If an ID algorithm is calibrated correctly, then a high similarity score between two images should indicate a high probability that they contain the same individual. As such, we might define a threshold, over which we assume that two images contain the same individual. Once we compute the similarity scores between all pairs of images, we can look to see which images are “connected”, that is, which pairs of images have a similarity score over a threshold. When multiple images are connected to one another in a blob, we can consider them a proposed ID. The end result of all this is a network, where the images are the “nodes” and similarity scores over the threshold are the “edges”. The number of clusters, that is, the number of sets of nodes that have connections between them, represents the number of proposed IDs.

The number of clusters depends on the match_threshold. Low thresholds will create many connections and therefore few clusters. High thresholds will create few connections and therefore many clusters. The ideal threshold will depend on the dataset. We think 0.55 is a nice middle ground for most applications.

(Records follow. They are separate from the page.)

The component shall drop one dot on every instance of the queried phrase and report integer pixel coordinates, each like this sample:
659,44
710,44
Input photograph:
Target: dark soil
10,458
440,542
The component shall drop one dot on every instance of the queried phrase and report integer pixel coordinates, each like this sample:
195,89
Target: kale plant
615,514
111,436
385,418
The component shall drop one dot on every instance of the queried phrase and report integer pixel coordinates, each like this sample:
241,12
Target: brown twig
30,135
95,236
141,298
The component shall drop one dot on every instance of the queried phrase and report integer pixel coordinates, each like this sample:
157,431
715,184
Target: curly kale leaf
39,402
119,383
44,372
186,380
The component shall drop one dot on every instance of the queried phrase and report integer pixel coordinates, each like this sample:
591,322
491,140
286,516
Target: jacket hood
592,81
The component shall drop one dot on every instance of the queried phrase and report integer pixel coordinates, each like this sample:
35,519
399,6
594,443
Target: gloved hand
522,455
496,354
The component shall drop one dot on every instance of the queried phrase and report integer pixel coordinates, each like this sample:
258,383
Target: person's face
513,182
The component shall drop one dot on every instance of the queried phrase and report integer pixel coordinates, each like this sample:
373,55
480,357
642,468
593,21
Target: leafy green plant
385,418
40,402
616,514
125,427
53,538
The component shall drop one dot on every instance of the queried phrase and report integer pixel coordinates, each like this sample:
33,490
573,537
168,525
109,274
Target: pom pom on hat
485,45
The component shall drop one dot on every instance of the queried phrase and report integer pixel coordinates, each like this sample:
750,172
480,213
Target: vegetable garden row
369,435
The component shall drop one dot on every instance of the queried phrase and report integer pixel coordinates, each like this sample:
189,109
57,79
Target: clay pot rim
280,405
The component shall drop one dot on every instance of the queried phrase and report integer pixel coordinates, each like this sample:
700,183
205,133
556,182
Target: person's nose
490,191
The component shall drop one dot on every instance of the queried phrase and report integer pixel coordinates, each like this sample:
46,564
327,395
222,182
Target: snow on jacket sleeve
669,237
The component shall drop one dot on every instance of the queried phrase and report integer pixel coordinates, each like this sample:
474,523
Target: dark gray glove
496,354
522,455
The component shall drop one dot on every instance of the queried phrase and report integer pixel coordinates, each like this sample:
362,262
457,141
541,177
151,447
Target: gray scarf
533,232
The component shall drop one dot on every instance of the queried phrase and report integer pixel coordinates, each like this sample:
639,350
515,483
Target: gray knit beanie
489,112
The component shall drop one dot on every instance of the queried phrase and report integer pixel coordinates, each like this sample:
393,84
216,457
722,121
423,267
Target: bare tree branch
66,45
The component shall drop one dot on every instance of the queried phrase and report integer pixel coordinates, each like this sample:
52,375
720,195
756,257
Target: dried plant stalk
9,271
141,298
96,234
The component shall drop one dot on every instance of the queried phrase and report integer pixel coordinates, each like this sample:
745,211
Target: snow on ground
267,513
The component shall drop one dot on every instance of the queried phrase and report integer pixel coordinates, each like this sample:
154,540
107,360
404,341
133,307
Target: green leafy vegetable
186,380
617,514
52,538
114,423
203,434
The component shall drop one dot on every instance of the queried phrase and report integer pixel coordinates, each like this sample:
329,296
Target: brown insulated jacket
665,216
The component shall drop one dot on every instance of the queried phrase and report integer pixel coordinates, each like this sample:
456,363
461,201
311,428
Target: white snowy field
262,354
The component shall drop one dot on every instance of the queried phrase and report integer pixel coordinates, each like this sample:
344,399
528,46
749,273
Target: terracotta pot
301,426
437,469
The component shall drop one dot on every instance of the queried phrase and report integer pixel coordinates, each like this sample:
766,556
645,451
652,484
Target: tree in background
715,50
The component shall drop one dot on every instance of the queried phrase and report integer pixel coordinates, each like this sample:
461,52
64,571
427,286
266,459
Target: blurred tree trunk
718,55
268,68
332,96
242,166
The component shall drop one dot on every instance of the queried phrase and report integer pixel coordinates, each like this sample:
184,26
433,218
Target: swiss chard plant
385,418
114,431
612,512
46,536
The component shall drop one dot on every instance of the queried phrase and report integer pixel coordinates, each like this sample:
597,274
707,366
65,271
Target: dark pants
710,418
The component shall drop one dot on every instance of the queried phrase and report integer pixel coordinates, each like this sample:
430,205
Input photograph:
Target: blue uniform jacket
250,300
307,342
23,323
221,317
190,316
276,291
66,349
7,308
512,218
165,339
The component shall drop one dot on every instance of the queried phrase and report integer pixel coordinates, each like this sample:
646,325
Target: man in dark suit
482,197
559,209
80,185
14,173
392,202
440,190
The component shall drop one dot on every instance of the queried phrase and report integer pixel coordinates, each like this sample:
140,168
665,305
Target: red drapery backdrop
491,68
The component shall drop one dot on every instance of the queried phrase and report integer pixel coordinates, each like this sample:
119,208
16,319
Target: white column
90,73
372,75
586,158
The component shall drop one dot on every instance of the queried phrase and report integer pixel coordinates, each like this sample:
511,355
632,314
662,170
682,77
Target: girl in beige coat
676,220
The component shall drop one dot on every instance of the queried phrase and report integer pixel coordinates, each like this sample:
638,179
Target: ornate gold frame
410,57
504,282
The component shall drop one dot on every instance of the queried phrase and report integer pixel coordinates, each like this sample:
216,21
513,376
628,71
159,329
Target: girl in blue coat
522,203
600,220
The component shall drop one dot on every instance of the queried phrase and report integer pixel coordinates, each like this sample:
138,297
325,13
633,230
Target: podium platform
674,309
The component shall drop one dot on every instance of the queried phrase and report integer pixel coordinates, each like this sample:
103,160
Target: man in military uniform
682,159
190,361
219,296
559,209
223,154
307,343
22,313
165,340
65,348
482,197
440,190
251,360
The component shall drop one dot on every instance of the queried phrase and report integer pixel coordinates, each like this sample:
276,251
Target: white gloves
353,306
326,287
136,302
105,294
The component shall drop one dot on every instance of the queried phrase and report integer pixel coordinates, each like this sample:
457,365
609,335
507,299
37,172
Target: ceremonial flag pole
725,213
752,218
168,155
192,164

To do the network matching, we just need to compute the pairwise similarity between images. We will use cosine_similarity from sklearn.metrics.pairwise to do so. cosine_similarity similarity returns an \(m\) by \(m\) matrix of similarity scores where \(m\) is the number of proposed IDs.

similarity_scores = cosine_similarity(feature_array)
nc = sort.NetworkCluster(match_threshold=0.55)
results = nc.cluster_images(similarity_scores)
Following clusters may contain false positives:
['ID_0001', 'ID_0006', 'ID_0008', 'ID_0021', 'ID_0110']

We can do a quick sanity check on our match threshold with report_cluster_results, which tells us how many clusters there are and which one is the largest.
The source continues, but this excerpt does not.